Cuvilliés-Theater – das Hoftheater der Münchner Residenz

Das Münchner Cuvilliés-Theater (Altes Residenztheater) wird oft als das beste Rokokotheater Deutschlands bezeichnet. Es bietet eine elegante Kulisse für Opern, Operetten und Theaterstücke. Erfahren Sie mehr über die lange Geschichte dieses Theaters und seine architektonischen Besonderheiten auf munich-trend.eu.

Geschichte

Nach einem Brand im Georgssaal der Münchner Residenz ordnete der bayerische Kurfürst Maximilian III. Joseph den Bau eines neuen Theaters außerhalb des Palastes an. Zwischen 1751 und 1753 errichtete François de Cuvilliés das Residenztheater. Später entstand in unmittelbarer Nähe am Max-Joseph-Platz das Nationaltheater, die heutige Heimat der Bayerischen Staatsoper, des Bayerischen Staatsorchesters und des Bayerischen Staatsballetts.

Das Residenztheater beeindruckte seit Mitte des 18. Jahrhunderts mit seinem prachtvollen Glanz und war Schauplatz unzähliger aufwendiger Operninszenierungen. 1781 fand hier die Uraufführung von Mozarts Oper Idomeneo statt. Im Jahr 1806 feierte der französische Kaiser Napoleon I. die Erhebung Bayerns zum Königreich in München. Anlässlich dieses Ereignisses wurden im Theater zwei Opern aufgeführt: Das unterbrochene Opferfest von Peter von Winter und Mozarts Don Giovanni.

Im frühen 19. Jahrhundert wurde das Residenztheater nicht nur für den königlichen Hof, sondern auch für die Bürger Münchens zugänglich. Unter König Ludwig I. wurden die Theateraufführungen zunächst eingestellt, und die Innenausstattung des Theaters wurde entfernt. Später brachte König Maximilian II. das Residenztheater wieder ins Zentrum des Münchner Kulturlebens, indem er es renovieren und für klassische Opern vorbereiten ließ.

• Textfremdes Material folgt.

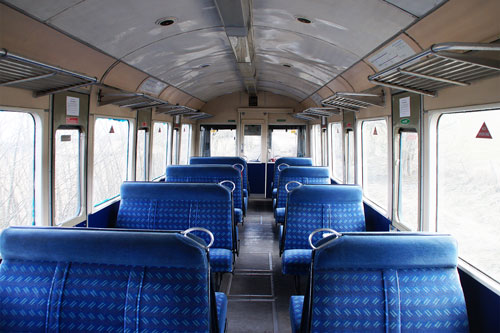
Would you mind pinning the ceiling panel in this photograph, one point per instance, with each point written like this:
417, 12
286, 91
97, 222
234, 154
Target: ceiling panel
357, 26
418, 8
119, 27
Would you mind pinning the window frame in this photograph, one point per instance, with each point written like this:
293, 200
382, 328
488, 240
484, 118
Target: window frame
130, 160
429, 198
358, 164
81, 216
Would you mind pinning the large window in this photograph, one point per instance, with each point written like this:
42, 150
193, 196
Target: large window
160, 150
408, 180
218, 140
17, 169
286, 141
336, 151
468, 185
316, 144
141, 160
67, 174
111, 158
185, 152
349, 148
375, 150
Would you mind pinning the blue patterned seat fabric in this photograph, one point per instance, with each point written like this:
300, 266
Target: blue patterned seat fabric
311, 207
231, 160
304, 175
383, 283
89, 280
165, 206
290, 161
209, 173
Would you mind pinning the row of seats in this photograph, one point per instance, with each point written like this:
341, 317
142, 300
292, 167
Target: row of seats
83, 280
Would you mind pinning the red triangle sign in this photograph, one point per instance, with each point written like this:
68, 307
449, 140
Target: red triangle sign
484, 133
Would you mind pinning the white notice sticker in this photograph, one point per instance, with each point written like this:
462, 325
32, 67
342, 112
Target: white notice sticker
404, 107
72, 106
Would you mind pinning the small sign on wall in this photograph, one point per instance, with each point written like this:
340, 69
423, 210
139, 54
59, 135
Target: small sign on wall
72, 106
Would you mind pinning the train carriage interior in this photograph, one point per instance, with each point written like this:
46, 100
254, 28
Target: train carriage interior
250, 165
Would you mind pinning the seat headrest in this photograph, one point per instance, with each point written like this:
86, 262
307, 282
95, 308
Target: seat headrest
174, 191
103, 246
326, 194
386, 251
305, 171
202, 170
303, 161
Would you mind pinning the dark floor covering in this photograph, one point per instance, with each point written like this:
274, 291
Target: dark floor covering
258, 293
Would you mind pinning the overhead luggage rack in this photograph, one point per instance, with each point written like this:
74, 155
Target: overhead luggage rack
442, 65
349, 101
42, 79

Unter König Ludwig II., der vom historischen Geist des Theaters fasziniert war, fanden zwischen 1872 und 1885 exklusive Aufführungen statt, die durch prächtige Dekorationen und ausgefeilte Bühnentechnik beeindruckten. Die königliche Loge war mit Vorhängen versehen, um den scheuen König vor neugierigen Blicken zu schützen.

Nach der Zerstörung im Zweiten Weltkrieg wurde auf den Überresten des Rokoko-Juwels ein neues Theater – das Neue Residenztheater – errichtet und 1951 eröffnet. Im Jahr 1956 entschied man, das alte Residenztheater wiederaufzubauen. Es wurde 1958 zum 800-jährigen Jubiläum Münchens mit Mozarts Oper Die Hochzeit des Figaro feierlich eröffnet und zu Ehren des Architekten in Cuvilliés-Theater umbenannt. Zwischen 2004 und 2008 wurde das Theater erneut renoviert und technisch modernisiert.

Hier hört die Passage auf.